Bir yazar, bir gazeteci olarak "kişisel" tavır almak, bana hep daha iyi geldi.


* *Ê *


Eski başbakanlardan biri benim için "Güvenilmez adamdır" demişti.

Çok doğru bir teşhis.

Ben güvenilmez bir adamım.

Karakter zaafı da diyebilirsiniz, mesleki zaruret de.

Bir insan, benim oturduğum koltukta "Güvenilir adam" olamaz.

Çünkü o koltuğa oturduğunuz her gün kendi kendinize sorarsınız:

"Güvenilir adam olmak ne demektir? Size kim güvenecek?"

Siyasetçi güvenmiyor.

Ülkenin Başbakan’ı her gün seçim meydanında sizi yerden yere vuruyor, elindeki bütün devlet gücünü üzerinize gönderiyor.

Polis ve istihbarat güvenmiyor.

Saçma dediği gülünç belgelerde sicilinize "Darbe çetesi üyesi" yazdırıp tedavüle sokuyor.

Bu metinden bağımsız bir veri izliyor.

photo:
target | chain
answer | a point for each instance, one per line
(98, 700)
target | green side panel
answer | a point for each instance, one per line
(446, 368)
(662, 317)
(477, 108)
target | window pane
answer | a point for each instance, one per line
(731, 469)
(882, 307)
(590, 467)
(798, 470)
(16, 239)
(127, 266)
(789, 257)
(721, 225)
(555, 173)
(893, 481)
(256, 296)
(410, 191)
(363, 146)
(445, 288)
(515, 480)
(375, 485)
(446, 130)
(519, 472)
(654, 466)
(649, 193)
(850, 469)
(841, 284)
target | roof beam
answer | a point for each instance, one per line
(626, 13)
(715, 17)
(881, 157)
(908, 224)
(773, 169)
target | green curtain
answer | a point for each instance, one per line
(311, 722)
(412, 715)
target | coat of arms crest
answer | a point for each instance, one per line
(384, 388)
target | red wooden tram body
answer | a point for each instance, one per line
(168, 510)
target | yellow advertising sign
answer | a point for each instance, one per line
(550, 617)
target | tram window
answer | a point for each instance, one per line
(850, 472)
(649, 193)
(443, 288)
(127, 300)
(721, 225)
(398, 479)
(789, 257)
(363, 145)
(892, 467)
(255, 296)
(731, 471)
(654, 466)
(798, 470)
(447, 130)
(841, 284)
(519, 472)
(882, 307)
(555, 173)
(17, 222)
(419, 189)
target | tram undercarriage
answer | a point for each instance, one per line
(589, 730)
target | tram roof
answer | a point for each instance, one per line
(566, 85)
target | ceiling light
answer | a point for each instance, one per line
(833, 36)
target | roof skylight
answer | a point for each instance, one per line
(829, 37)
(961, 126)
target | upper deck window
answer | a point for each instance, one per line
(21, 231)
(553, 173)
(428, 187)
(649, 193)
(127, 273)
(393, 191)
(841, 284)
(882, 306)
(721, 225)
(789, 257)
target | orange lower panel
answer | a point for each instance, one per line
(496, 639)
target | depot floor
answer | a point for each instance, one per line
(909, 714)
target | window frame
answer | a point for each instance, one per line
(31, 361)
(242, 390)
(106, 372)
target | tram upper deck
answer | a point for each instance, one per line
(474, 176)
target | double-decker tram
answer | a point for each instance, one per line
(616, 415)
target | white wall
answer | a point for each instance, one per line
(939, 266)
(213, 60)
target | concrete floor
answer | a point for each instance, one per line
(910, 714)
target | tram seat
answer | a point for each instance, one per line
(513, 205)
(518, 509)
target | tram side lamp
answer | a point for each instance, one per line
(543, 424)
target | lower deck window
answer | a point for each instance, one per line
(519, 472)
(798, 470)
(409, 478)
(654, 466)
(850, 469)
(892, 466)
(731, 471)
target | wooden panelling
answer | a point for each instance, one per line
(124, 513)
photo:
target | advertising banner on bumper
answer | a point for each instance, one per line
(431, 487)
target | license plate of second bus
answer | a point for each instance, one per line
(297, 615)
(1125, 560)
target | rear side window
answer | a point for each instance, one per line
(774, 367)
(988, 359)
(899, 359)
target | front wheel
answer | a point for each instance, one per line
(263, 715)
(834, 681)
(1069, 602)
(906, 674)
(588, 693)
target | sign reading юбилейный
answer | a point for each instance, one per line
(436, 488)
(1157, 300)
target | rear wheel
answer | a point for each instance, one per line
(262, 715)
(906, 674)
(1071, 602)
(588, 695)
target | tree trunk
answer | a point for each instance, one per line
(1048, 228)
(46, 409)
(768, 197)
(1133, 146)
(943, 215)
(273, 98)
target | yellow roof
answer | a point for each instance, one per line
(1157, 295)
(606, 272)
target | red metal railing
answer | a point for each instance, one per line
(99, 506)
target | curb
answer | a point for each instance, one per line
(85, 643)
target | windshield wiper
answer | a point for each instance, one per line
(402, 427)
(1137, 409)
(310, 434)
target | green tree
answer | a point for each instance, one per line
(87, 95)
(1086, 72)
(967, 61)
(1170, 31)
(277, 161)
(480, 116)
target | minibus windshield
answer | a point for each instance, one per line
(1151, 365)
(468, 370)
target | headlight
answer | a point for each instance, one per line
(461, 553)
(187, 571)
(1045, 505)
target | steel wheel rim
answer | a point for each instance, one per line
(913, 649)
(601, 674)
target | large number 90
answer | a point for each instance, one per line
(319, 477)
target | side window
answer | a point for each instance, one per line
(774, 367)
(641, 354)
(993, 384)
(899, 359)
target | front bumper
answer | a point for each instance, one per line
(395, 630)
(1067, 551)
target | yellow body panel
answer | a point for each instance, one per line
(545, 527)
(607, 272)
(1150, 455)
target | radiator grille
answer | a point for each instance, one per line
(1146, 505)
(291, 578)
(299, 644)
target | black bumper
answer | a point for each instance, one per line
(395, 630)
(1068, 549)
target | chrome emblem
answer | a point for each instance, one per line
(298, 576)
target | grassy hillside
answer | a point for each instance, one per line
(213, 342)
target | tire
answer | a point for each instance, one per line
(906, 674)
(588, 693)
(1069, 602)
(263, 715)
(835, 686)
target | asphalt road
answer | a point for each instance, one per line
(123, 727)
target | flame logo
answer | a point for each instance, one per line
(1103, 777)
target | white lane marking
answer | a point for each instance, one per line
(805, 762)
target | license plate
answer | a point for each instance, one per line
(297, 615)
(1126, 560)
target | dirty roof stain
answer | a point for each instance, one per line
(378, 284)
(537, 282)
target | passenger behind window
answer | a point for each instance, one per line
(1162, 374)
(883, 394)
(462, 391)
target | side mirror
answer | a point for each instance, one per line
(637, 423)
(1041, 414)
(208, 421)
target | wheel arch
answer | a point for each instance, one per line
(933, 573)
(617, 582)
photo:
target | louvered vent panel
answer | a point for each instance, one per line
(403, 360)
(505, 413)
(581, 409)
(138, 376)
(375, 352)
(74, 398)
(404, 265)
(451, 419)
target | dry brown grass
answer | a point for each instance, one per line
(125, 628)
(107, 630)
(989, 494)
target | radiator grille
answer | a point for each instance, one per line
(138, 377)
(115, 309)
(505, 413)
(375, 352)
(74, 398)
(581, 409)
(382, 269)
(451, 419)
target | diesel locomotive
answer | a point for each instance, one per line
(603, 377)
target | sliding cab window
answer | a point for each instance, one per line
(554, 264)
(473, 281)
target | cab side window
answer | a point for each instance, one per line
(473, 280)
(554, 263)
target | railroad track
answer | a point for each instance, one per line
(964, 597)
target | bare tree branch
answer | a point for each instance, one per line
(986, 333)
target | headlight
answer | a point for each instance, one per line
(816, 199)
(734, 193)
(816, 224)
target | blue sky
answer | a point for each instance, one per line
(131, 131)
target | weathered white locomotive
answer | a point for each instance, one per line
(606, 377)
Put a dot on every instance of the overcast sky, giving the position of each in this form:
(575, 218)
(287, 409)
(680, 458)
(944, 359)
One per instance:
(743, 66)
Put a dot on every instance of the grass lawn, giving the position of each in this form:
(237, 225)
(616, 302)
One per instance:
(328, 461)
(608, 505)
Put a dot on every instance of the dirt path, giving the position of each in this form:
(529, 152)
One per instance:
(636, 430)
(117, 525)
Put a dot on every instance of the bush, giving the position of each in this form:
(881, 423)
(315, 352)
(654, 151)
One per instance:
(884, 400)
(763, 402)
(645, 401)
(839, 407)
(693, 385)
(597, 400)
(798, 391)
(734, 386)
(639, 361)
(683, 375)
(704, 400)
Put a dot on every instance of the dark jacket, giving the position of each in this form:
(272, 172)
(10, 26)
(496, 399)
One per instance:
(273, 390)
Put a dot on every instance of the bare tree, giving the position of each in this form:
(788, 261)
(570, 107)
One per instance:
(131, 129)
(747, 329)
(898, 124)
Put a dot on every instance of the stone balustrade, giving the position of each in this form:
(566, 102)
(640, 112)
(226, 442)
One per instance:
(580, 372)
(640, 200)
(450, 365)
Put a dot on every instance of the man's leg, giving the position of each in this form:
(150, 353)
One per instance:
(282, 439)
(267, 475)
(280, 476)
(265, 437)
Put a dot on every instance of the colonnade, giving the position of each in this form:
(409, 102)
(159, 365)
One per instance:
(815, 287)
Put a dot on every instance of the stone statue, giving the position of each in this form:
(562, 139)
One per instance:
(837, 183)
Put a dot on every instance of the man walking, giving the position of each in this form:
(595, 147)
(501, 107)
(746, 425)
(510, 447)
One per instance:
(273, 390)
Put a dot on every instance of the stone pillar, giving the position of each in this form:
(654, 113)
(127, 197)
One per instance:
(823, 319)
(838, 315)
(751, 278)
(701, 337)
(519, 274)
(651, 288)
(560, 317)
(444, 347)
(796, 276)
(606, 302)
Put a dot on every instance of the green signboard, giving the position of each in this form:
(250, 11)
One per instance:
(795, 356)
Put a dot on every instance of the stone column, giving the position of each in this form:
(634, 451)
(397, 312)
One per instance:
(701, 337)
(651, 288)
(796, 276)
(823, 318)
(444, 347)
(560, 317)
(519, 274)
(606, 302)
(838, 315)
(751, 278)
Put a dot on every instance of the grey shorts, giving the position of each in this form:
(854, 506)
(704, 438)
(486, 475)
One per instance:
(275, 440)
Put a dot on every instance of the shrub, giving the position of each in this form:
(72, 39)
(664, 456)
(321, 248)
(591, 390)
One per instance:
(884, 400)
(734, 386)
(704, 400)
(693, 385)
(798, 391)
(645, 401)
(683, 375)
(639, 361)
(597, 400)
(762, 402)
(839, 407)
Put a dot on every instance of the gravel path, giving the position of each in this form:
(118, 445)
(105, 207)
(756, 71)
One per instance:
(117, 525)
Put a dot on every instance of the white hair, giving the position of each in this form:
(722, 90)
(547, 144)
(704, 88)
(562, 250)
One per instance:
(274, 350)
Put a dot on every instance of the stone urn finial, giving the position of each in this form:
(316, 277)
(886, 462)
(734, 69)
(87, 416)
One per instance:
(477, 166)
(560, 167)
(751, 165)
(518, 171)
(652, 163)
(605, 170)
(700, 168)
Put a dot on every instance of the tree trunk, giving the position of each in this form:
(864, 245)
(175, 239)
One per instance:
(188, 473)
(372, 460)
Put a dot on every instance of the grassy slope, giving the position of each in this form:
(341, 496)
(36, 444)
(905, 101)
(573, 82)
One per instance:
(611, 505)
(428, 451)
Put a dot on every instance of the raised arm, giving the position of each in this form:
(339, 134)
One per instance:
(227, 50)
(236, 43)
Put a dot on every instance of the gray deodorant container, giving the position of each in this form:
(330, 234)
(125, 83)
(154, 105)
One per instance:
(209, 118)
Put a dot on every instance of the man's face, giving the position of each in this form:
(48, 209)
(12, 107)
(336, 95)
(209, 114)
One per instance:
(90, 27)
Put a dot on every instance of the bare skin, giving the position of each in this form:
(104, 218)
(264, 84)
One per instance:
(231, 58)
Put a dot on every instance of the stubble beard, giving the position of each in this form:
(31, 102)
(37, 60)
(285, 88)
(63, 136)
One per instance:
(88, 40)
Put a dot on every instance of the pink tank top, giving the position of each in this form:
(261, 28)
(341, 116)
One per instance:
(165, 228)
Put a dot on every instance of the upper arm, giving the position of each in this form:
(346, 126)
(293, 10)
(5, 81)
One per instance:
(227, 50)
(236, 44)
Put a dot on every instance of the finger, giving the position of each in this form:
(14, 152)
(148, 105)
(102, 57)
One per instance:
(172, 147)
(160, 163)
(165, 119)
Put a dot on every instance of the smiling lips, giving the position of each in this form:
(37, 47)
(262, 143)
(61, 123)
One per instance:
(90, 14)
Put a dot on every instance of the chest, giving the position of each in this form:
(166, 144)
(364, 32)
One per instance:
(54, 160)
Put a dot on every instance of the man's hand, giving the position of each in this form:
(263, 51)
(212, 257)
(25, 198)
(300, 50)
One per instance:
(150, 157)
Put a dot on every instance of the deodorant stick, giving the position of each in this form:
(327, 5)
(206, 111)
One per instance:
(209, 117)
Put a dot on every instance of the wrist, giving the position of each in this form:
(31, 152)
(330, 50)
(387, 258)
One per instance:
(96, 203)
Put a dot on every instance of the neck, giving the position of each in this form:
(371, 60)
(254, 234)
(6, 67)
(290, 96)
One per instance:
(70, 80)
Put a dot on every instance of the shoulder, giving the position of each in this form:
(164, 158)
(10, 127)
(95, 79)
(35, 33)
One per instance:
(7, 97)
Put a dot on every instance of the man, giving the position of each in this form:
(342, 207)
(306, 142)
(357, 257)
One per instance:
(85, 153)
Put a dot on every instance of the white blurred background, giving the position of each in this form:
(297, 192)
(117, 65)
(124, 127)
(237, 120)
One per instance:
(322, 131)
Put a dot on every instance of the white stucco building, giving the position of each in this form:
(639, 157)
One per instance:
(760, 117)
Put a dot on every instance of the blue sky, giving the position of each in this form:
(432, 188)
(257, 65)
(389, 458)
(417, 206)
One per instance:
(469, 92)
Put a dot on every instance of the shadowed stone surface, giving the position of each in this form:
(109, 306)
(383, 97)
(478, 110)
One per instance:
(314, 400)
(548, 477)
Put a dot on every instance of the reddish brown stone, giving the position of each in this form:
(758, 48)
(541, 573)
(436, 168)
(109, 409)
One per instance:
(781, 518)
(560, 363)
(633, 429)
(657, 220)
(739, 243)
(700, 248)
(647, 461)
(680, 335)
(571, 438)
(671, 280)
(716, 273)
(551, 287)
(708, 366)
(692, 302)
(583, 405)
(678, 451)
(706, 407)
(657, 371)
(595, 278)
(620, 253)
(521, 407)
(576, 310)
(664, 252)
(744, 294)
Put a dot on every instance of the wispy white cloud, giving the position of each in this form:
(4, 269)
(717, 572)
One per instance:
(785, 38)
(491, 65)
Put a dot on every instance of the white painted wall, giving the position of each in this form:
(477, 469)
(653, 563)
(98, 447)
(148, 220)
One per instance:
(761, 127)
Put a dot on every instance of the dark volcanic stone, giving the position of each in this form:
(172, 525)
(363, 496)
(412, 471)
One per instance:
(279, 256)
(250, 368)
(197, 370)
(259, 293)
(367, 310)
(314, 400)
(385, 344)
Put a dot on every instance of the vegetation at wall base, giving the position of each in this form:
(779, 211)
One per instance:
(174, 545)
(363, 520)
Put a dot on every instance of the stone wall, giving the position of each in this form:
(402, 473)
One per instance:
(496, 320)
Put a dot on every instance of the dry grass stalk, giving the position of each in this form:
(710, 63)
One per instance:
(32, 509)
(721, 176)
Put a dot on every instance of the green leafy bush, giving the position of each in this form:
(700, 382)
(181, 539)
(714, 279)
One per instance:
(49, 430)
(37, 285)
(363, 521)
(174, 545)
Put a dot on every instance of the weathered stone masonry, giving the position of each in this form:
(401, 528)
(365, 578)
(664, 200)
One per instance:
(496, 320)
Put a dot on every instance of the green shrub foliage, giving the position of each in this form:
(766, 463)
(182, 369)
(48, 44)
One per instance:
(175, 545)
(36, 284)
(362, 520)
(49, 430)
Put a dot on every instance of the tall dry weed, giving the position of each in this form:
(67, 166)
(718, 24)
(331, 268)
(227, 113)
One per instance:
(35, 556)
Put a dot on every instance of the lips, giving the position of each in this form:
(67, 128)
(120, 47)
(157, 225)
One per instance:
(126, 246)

Yandaş gazeteci size güvenmiyor, o saçma belgelere bakıp adınızı "Darbe şakşakçısı"na çıkarıyor.

Asker güvenmiyor, güvendiği gazetecilerle yaptığı sohbetlerde, "Zaten soyadı da bizim Hilmi’yle aynı" türünden geyik muhabbetleri yapıyor.

Yani ona göre de "AKP şakşakçısı"sınız.

* *Ê *

Şu son günlere kadar hiç sevmediğim, hatta nefret ettiğim bir laf vardı:

"Bitaraf olan bertaraf olur."

Gerçekten öyleymiş.

Meğer yaşamanın, ayakta kalabilmenin, hayatını idame ettirebilmenin en emin yolu, bir cemaate, bir tarafa kapağı atmakmış.

1980’li yıllarda, "aydınlar dilekçesine imza atmayarak" bu fırsatı kaçırmıştım.

2000’li yıllarda komutan muhabbetlerine girmeyerek bir büyük fırsatı daha kaçırdım.

En büyük fırsatı ise son 2 yılda, yazdıklarımın arkasında durarak ve "Ergenekon" davasıyla ilgili kafamı kurcalayan soruları sorarak heba ettim.

Peki tarafsız mı kaldım?

Hayır hem darbeci oldum hem Ergenekoncu.

Hem asker şakşakçısı oldum hem AKP şakşakçısı...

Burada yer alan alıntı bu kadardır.